Bank of America Corp.’s departure from a six-story office it has occupied in Pasadena for nearly 45 years will bring challenges beyond the hundreds of jobs that also are expected to disappear from the area.
The pending move will leave a renovation project and a big chunk of vacant space in its wake at a time when Pasadena’s office market has been more steady than hot.
The 346,000-square-foot windowless building at 101 S. Marengo Ave. has been home to more than 1,000 employees. It was built in 1974, when computers took up thousands of feet of office space and many more employees were needed to process the everyday work of banking.
An estimated 575 of the workers at the office are now slated for layoffs, while 560 others will be consolidated into two existing offices located a few blocks apart on Brand Boulevard in Glendale and other Southern California locations, according to company spokeswoman Colleen Haggerty.
The vacancy on Marengo Avenue could bring a test for the Tri-Cities market, made up of Pasadena, Glendale and Burbank. The Tri-Cities hit historic peaks in the 1980s, regularly absorbing 1 million square feet of office space per year as new office towers were built, according to Bill Boyd, chief strategist and negotiator at Charles Dunn Co.
The area has absorbed an average of nearly 47,000 square feet per year since 2009, according to data provided by Jones Lang LaSalle Inc.
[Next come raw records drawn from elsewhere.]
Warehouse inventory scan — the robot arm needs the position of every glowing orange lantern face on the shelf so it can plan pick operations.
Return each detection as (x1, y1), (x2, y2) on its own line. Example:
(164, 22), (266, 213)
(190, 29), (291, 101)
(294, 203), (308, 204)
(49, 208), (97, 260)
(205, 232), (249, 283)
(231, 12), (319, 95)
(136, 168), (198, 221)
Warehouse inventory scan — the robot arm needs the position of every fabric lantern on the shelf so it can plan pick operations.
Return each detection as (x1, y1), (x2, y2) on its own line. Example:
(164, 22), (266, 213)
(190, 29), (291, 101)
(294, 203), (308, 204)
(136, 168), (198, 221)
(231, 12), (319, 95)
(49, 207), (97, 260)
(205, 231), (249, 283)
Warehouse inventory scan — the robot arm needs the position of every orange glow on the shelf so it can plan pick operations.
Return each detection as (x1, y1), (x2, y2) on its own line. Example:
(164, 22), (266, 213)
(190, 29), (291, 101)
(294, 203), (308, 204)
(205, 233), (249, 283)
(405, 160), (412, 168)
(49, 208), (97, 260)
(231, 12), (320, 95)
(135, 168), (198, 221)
A good year typically sees nearly half a million square feet of absorption per year, according to JLL.
There hasn’t been any new office construction in the submarket since the first quarter of 2015, according to JLL, a dearth that could help Har-South Marengo Avenue, the Westside-based limited liability company that owns the property on Marengo.
Indeed, the soon-to-be vacant building would nearly account for a good year all by itself – a prospect that could come to fruition if initial interest pans out.
Harvey Bookstein, a partner and co-manager of the building, said some would-be tenants have made offers for a lease of the entire property.
The owners are considering a renovation as well as the possibility of taking on multiple tenants but “have no specific plans as to what we’re going to do with the property,” Bookstein said.
The partnership purchased the property in 2009 for $55.5 million or about $160 per square foot.
“They’d be fortunate to get that price now without a lease in place,” said Boyd.
Boyd called the property “a great site,” but suggested significant upgrades are in order.
“It’s got to be rehabbed,” he said. “There aren’t many tenants looking for a 300,000-foot building with no windows.”
A rehabilitation to current market standards could present a different potential. Similarly-sized buildings in line with current standards have traded for $325 per square foot, he noted.
Charlotte, N.C.-based Bank of America isn’t downsizing its office space in a vacuum.
Citigroup Inc. is vacating roughly 65,000 square feet at Citigroup Center at 444 S. Flower St. in downtown Los Angeles, to take a 29,000-square-foot lease at nearby One California Plaza. Its lease on Flower Street was signed more than 30 years ago, according to Thomas Ricci, managing principal of development and construction at downtown-based Coretrust Capital Partners, Citigroup Center’s landlord.
Citigroup and Bank of America are both in line with a trend toward downsizing and trimming staff with digital banking in mind. Since 2009, the New York-based Citigroup’s direct staff has declined 32 percent. Bank of America’s headcount has declined about 27 percent since 2009.
The neighborhood surrounding the Marengo building due to be vacated is vastly different from when Bank of America originally leased the space in 1974, when Old Pasadena was synonymous with urban grit and decay.
Boyd, a Tri-Cities real estate veteran, described Old Pasadena in the 1970s as “hideous” and littered with “junky, dive retail establishments.” He recalled how clients would hang up on him when he suggested Old Pasadena for office space.
Pasadena has since transformed into a destination, rather than a Los Angeles suburb.
The city has become a hub for shopping, finance, and tech, helped by the presence of California Institute of Technology and other educational institutions (see related story on the Art Center College of Design, page 1).
The opening of several stations of the Los Angeles County Metropolitan Transportation Authority Gold Line in 2003, connected it in other ways to the rest of Los Angeles County.
“Pasadena and a lot of suburban markets have substantially changed,” said Nico Vilgiate, an executive vice president at Colliers International. “In 20 years, they’ve gone through development swings, multifamily and condos, light-rail.
“The cities have become kind of their own downtown.”